8. In accordance with current interpretations of applicable North Carolina law and assuming that the Agent and each Bank only have executed, delivered and performed under the Loan Agreement and the Notes and have taken no other actions pursuant to the transactions herein discussed or otherwise which would require them to qualify to do business in the State of North Carolina, in order for the Agent or any Bank to enforce its rights under the Loan Agreement and the Notes in the North Carolina courts, it is not necessary for the Agent or any Bank to qualify to do business, as a foreign bank or otherwise, in the State of North Carolina, nor will any of them be deemed to be doing business in North Carolina solely by reason of the execution, delivery or performance by any party of the Loan Agreement or the Notes.
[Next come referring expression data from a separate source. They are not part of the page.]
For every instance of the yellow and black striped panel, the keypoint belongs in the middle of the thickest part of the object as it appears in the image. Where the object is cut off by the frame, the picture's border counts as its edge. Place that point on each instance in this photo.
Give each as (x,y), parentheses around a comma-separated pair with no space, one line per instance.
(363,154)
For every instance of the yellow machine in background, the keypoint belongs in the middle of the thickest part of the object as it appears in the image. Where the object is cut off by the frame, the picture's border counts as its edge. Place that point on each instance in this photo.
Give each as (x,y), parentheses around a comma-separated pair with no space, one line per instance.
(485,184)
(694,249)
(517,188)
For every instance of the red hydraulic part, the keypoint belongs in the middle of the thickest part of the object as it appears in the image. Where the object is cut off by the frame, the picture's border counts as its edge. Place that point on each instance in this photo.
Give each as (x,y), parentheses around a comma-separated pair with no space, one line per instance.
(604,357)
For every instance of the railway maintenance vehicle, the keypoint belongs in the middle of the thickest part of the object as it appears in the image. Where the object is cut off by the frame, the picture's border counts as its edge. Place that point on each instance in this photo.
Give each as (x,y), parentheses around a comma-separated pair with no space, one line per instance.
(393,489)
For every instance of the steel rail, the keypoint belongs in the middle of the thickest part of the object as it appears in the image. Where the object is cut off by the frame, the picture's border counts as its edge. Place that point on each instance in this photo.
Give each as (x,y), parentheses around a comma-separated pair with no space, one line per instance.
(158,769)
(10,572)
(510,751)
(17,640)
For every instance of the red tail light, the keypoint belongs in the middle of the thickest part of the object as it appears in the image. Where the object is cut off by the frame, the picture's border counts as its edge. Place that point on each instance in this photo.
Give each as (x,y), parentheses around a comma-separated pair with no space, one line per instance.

9. In accordance with current interpretations of applicable North Carolina law, the choice of New York law to govern the Loan Agreement and the Notes is a valid choice of law and should be given effect by the courts of North Carolina.
We point out the enforceability of the indemnity provisions contained in the Loan Agreement may be limited by applicable securities laws or public policy.
The opinion set forth above is solely for the benefit of the Agent and the Banks and that of their respective counsels, successors and assigns, may not be quoted, circulated or published, in whole or in part, or furnished to or relied upon in any manner by any other Person without our prior written authorization. Furthermore, this opinion is given to you as of the date hereof and we assume no obligation to advise you of changes that may hereafter be brought to our attention.